Indianapolis Area Real Estate Blog

Comparing Payback Periods On 15-Year, 20-Year and 30-Year Mortgages

On all principal + interest home loans, the first few years of payments include a lot more money going to interest than to principal.  This is because mortgage repayment schedules are front-loaded with interest, meaning large-volume principal reduction won't occur until late in the mortgage's lifecycle. Comparing products at a 6% mortgage rate, did you know that after 15 years:

  • A 15-year mortgage will be paid in full
  • A 20-year mortgage will have 41.21% of its loan balance remaining
  • A 30-year mortgage will have 73.19% of its loan balance remaining

Of course, this doesn't mean that 15-year mortgages are better than their 20-year or 30-year brethren.  It just means that 15-year mortgages pay off faster.  Yet, there are reasons for homeowners to avoid 15-year mortgages.  For example, versus 20-year or 30-year products, 15-year mortgages require the highest monthly payment because the payback period is compressed to a shorter time. 

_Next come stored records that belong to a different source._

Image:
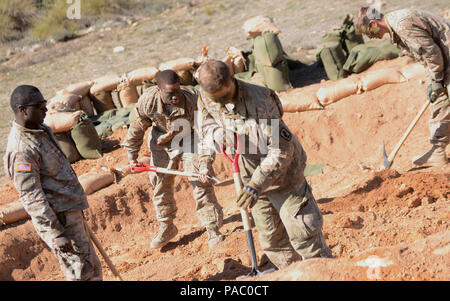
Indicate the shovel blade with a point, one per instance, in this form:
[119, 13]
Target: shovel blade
[386, 162]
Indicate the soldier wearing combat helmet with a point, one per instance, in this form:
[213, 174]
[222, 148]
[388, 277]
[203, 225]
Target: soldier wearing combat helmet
[426, 38]
[283, 207]
[161, 108]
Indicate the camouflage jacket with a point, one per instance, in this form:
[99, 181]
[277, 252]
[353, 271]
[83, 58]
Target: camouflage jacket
[425, 37]
[277, 157]
[167, 122]
[42, 175]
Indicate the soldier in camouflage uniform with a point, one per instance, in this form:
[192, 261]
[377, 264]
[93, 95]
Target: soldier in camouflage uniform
[427, 39]
[48, 187]
[161, 108]
[283, 207]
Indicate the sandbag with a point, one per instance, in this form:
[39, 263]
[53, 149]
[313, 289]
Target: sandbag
[138, 76]
[411, 71]
[12, 212]
[178, 64]
[378, 78]
[105, 83]
[95, 180]
[64, 103]
[275, 78]
[102, 101]
[363, 56]
[297, 100]
[61, 122]
[86, 138]
[81, 89]
[260, 25]
[267, 50]
[86, 106]
[127, 92]
[68, 147]
[335, 91]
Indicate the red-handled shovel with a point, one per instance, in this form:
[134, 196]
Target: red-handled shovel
[244, 214]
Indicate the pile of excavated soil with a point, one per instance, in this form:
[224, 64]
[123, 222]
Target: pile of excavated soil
[388, 225]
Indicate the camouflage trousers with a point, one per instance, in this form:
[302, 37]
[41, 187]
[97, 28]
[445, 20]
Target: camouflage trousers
[208, 208]
[290, 227]
[439, 122]
[82, 264]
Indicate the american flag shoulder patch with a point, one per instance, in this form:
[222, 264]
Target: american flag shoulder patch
[23, 167]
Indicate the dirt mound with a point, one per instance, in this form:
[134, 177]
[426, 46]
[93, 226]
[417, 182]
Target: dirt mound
[367, 212]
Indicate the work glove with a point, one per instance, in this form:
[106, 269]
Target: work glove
[248, 196]
[435, 89]
[63, 244]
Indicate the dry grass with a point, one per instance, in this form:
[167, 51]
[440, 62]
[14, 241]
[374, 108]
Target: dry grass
[178, 32]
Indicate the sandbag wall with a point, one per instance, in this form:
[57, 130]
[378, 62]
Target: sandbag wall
[303, 99]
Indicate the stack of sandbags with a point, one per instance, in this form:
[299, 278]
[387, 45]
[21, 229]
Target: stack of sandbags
[142, 75]
[335, 91]
[128, 93]
[378, 78]
[12, 212]
[64, 103]
[96, 180]
[411, 71]
[299, 100]
[260, 25]
[62, 122]
[100, 92]
[235, 60]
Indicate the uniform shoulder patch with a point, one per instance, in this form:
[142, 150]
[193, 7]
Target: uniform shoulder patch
[285, 134]
[23, 167]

In addition, mortgage interest tax deductions to which most homeowners are entitled are reduced. So, just because the 15-year pays off quickly doesn't mean that it's best for everyone.

Discussion

#1 By Thesa Chambers, Broker at 9/17/2008 4:23 PM

Paula - with the rates going down it would be nice to see some folks get a 15 year mortgage - great info for your buyers - nice to see you

#2 By Curtis Reddehase at 9/22/2008 5:04 AM

Yes, a 15 year mortgage is not for everyone. If someone loses their job they may wish they had the 30 year, with lower payments. If disciplined, pay more each month on principal.

#3 By Paula at 9/20/2008 6:32 PM

Thesa - For those who can afford the increased payment, it makes sense. Good to see you also!

Ki - If a homeowner is diligent about paying extra each month on a 30 year morgage, they can save a ton, while having flexibility. You're right, it rarely pays on an investment - then again, it depends on the objective. If the objective is to hold long term, the investment could make sense at 15 years.

#4 By Ki in Austin at 9/20/2008 3:07 PM

I struggle with this on properies. Its nice on 15 years that you pay off the mortgage quick and you get a lower interest rate and a total lower cost.

On investment properties its hard to take that in general on a 15 year your rent doesnt cover your mortgage except in a few cases. So its hard to buy too many properties because you are losing money on them.

Sometimes I tell people to get a 30 year and then overpay. That way they can lower pay it off quick but change their mind if they need to. They lose the lower interest rate that way though.